Im letzten November traten zahlreiche Änderungen des Bußgeldkataloges in Kraft. Viele Tatbestände wurden teurer, etwa bei Geschwindigkeitsüberschreitungen. Anders als schon früher einmal vorgesehen und dann wegen eines Formfehlers im Gesetzgebungsverfahren wieder zurückgezogen, wurden die Fahrverbotsgrenzen nicht herabgesetzt – es sind allerdings einige neue Fahrverbotstatbestände hinzugekommen. Das hatte damals für kurze Zeit bei Verwaltungsbehörden, Gerichten und Anwälten zu einem erheblichen Anstieg an Verfahren gesorgt. Probleme in der Kanzleipraxis entstehen nun aber an ganz anderer Stelle:

Verstöße im ruhenden Verkehr

Der neue Katalog ist nicht durchgehend systematisch aufgebaut. Es gibt nun Verstöße im ruhenden Verkehr, die mit Punkteeintragungen verbunden sind.

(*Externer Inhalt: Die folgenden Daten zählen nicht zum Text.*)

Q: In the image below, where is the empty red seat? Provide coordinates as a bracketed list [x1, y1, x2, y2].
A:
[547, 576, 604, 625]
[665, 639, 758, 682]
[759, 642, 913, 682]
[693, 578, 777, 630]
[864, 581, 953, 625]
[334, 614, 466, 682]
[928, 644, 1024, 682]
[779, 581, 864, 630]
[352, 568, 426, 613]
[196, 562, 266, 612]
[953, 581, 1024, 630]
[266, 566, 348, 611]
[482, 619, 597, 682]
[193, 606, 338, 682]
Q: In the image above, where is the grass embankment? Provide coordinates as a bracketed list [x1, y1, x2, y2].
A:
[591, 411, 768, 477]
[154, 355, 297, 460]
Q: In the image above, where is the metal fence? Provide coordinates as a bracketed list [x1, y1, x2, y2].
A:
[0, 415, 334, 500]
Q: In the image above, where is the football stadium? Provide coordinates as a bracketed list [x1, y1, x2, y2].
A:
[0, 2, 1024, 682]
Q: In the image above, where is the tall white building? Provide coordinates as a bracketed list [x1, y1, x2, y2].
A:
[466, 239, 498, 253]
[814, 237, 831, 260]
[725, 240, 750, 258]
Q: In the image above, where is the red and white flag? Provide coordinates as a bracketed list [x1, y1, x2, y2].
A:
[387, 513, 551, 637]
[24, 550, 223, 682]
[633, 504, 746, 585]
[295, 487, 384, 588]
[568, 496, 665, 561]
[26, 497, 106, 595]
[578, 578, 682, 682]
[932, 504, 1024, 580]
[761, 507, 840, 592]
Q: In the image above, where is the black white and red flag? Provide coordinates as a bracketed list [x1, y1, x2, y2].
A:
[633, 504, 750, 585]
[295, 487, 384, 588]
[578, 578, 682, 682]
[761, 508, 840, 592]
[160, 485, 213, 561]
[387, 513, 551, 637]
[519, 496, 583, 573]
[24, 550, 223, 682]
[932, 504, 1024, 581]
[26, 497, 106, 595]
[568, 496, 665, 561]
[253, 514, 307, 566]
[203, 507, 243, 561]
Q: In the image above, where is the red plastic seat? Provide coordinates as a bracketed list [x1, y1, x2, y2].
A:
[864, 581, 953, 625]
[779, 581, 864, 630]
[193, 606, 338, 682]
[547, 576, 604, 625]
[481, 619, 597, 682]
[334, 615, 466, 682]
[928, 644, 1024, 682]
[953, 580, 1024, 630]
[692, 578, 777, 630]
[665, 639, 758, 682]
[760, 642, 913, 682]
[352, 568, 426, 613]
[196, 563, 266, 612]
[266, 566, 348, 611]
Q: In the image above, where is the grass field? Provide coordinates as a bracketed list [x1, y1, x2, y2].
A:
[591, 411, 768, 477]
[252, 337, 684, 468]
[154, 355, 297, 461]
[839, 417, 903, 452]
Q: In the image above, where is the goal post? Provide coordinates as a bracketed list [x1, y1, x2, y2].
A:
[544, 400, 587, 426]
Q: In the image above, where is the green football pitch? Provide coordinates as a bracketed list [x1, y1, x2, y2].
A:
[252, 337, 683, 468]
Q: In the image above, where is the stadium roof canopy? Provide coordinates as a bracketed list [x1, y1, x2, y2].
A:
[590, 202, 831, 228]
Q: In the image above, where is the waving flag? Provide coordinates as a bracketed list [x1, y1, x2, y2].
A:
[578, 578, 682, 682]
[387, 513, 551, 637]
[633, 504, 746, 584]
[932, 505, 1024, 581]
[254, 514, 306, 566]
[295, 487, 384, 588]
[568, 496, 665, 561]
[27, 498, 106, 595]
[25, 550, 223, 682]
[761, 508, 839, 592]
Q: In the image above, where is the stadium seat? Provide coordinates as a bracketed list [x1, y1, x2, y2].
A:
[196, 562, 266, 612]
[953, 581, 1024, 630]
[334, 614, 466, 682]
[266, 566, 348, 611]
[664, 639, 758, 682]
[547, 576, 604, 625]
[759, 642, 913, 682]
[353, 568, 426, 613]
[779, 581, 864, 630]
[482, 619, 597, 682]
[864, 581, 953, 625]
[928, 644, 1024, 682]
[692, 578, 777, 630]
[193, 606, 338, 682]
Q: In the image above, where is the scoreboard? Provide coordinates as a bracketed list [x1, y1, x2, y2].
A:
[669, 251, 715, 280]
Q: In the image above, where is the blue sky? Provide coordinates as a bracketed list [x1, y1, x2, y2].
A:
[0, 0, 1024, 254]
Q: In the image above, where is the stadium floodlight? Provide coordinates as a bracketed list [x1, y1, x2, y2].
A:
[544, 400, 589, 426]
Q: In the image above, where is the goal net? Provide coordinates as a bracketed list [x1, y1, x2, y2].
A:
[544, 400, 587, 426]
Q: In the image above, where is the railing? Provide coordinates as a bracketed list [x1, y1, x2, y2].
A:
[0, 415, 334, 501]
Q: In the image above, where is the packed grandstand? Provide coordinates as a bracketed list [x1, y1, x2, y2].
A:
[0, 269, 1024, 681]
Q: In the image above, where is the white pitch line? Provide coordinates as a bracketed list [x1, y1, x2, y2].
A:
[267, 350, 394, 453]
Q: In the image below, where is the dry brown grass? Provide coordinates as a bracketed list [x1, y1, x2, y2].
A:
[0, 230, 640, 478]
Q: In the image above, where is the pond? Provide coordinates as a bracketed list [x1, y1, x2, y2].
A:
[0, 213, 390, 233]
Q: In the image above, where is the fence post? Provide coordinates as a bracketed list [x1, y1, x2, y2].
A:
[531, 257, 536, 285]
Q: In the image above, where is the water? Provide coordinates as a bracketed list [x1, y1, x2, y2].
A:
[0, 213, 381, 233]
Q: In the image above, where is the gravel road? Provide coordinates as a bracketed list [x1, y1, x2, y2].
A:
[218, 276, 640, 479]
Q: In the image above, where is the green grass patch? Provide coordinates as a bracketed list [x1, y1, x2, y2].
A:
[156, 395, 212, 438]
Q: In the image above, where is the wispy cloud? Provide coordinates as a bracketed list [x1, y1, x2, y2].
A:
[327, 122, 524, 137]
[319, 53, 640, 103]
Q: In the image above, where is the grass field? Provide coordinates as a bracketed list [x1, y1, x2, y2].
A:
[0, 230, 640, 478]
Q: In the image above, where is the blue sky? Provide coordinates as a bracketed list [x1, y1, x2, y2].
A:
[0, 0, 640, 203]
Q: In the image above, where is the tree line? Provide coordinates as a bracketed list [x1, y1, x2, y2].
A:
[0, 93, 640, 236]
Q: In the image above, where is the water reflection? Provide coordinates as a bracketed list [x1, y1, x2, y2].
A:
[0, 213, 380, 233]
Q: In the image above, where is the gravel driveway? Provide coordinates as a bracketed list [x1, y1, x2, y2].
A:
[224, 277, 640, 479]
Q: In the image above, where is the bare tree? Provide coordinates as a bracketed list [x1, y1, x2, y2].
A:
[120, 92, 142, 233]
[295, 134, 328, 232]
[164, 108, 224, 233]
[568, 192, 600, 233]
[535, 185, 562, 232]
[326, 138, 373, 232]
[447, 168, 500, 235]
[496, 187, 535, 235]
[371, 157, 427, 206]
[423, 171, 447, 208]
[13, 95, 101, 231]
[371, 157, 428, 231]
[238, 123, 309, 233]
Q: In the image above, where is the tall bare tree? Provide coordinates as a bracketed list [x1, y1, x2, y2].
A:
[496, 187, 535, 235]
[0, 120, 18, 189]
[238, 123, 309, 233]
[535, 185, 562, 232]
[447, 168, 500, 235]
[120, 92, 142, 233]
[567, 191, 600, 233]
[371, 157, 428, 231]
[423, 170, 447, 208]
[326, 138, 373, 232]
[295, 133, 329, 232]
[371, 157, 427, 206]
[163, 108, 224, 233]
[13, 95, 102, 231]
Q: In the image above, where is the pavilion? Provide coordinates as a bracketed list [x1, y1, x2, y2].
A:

Beispielweise erhält derjenige, der länger als eine Stunde auf Geh- oder Radwegen parkt, jetzt ein Bußgeld von 70,00 Euro und einen Punkt in Flensburg. Als Orientierung sollte man sich merken, dass alles, was nicht zur Straße gehört und nicht durch Baulichkeiten getrennt ist, unabhängig vom Eigentum von der Rechtsprechung als Gehweg deklariert wird. Zum Bußgeld addieren sich außerdem aktuell übliche Verfahrenskosten in Höhe von 28,50 Euro. Gibt es in Flensburg bereits Voreintragungen, kann die Bußgeldstelle zudem die Geldbuße angemessen anheben.

Früher gab es für Verstöße im ruhenden Verkehr keine Punkte und man bewegte sich zunächst im Verwarnungsgeldbereich unterhalb von 60,00 Euro. Betroffene erhielten daher in solchen Fällen eine Anhörung kombiniert mit einem Verwarnungsgeldangebot. Wer zahlte, war das Verfahren los, ohne in Flensburg damit registriert zu werden. Das war schon aus Verhältnismäßigkeitserwägungen für die meisten die beste Alternative. Die einzige Bedrohung war schließlich nur ein Geldbetrag. Wer sich verteidigte, riskierte zusätzliche Verfahrenskosten und Verärgerung bei seiner eventuell vorhandenen Rechtsschutzversicherung.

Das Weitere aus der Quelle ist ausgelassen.